Da qui Arpa ha ripercorso tutti i passaggi, ricapitolando organi e operazioni previste per la valutazione delle rotte. Intanto, per gestire le problematiche legate al rumore dei voli, «la normativa prevede l’istituzione di una Commissione – attraverso Enac – presieduta dal direttore della Circoscrizione aeroportuale». Di cui fanno parte anche i rappresentanti del Ministero, Regione Lombardia, Provincia e Comuni interessati, Enav, vettori aerei e la società di gestione aeroportuale. Il suo compito è «definire le procedure antirumore, allo scopo di minimizzarne l’impatto sulla popolazione e di stabilire, nell’intorno dello scalo, la caratterizzazione acustica aeroportuale, ovvero i confini delle fasce di rispetto: zona A, zona B e zona C. Per ciascuna di esse è stabilito uno specifico limite acustico». Per Malpensa tale caratterizzazione è stata approvata ad aprile 2023.
Il monitoraggio
La rete fissa di monitoraggio del rumore aeroportuale è del gestore aeroportuale e consiste in 12 centraline, di cui 9 posizionate in corrispondenza delle traiettorie di decollo e di atterraggio. «La messa in atto di procedure antirumore, definite dalla normativa vigente, prevede una serie di prescrizioni finalizzate all’abbattimento del rumore e l’adozione di misure di controllo e di riduzione dell’inquinamento acustico prodotto dagli aeromobili», recita la nota di Arpa. «Le aree coinvolte sono quelle in prossimità dell’aeroporto, interessate da quote di sorvolo inferiori a 1000 metri.
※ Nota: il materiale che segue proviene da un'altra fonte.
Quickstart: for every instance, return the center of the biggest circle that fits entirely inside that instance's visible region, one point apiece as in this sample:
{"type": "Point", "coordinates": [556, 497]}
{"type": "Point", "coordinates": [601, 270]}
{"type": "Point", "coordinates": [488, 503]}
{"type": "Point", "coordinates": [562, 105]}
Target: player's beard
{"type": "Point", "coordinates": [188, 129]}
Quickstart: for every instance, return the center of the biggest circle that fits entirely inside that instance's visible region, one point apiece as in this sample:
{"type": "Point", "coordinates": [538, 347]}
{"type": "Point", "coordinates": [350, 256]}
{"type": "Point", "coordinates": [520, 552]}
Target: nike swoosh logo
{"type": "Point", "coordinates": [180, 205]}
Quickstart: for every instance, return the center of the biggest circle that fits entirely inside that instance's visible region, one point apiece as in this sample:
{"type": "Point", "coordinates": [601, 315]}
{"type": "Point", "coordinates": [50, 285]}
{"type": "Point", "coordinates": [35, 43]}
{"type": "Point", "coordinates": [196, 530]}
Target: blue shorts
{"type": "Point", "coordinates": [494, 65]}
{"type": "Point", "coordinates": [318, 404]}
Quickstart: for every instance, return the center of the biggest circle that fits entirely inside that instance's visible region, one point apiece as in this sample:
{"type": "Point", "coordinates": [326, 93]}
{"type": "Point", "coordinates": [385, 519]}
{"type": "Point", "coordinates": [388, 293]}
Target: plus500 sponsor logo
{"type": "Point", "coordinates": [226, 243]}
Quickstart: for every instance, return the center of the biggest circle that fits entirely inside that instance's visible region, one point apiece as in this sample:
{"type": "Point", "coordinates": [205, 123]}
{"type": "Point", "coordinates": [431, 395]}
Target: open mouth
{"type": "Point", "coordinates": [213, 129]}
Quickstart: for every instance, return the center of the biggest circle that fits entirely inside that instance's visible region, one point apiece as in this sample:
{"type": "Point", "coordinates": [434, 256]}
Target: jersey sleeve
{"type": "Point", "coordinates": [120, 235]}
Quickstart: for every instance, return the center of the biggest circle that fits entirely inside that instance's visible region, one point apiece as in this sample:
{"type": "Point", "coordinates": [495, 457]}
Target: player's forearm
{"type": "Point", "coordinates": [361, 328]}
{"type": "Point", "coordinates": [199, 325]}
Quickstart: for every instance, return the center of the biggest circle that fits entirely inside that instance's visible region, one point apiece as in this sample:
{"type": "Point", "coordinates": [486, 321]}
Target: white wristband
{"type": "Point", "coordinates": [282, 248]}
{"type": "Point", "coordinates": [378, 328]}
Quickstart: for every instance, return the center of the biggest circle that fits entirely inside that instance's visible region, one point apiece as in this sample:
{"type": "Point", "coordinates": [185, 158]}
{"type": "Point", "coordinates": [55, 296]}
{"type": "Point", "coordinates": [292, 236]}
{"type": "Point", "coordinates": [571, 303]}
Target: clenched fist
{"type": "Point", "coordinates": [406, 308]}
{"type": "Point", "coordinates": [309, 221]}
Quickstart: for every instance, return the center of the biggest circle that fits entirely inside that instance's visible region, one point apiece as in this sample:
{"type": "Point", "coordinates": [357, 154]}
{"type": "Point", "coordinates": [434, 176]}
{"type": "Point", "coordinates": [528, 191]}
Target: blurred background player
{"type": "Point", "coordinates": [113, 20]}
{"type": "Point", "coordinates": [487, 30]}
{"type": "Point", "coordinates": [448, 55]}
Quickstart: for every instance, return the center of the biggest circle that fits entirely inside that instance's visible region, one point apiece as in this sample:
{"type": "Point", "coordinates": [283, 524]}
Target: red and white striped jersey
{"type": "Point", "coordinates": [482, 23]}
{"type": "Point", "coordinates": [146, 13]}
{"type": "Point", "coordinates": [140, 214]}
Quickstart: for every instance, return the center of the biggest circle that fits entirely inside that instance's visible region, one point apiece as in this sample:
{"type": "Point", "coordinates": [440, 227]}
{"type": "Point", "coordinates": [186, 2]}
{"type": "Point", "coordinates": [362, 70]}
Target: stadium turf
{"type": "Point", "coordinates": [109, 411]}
Per i comuni più distanti, le quote di sorvolo sono superiori e il rumore è inferiore». Tale sorgente è quindi «solo una delle fonti che concorrono al rumore ambientale soggetto ai limiti definiti dalla classificazione acustica comunale. È comunque possibile che in aree abitate, non prossime all’aeroporto, per alcuni residenti si possano riscontrare disagi».
Le nuove rotte
La scelta delle rotte, poi, viene effettuata dalla Commissione aeroportuale sotto la supervisione di Enav, «prediligendo le rotte che evitano il più possibile i sorvoli di aree abitate, compatibilmente con le esigenze operative». Le nuove rotte proposte devono essere, infatti, «validate da Enav che ne verifica la fattibilità in termini di sicurezza e la compatibilità con la flotta operante». Attualmente, la sperimentazione in corso per le Sid di Malpensa «prevede l’introduzione di nuove rotte di decollo e l’implementazione di correzioni di rotte in vigore».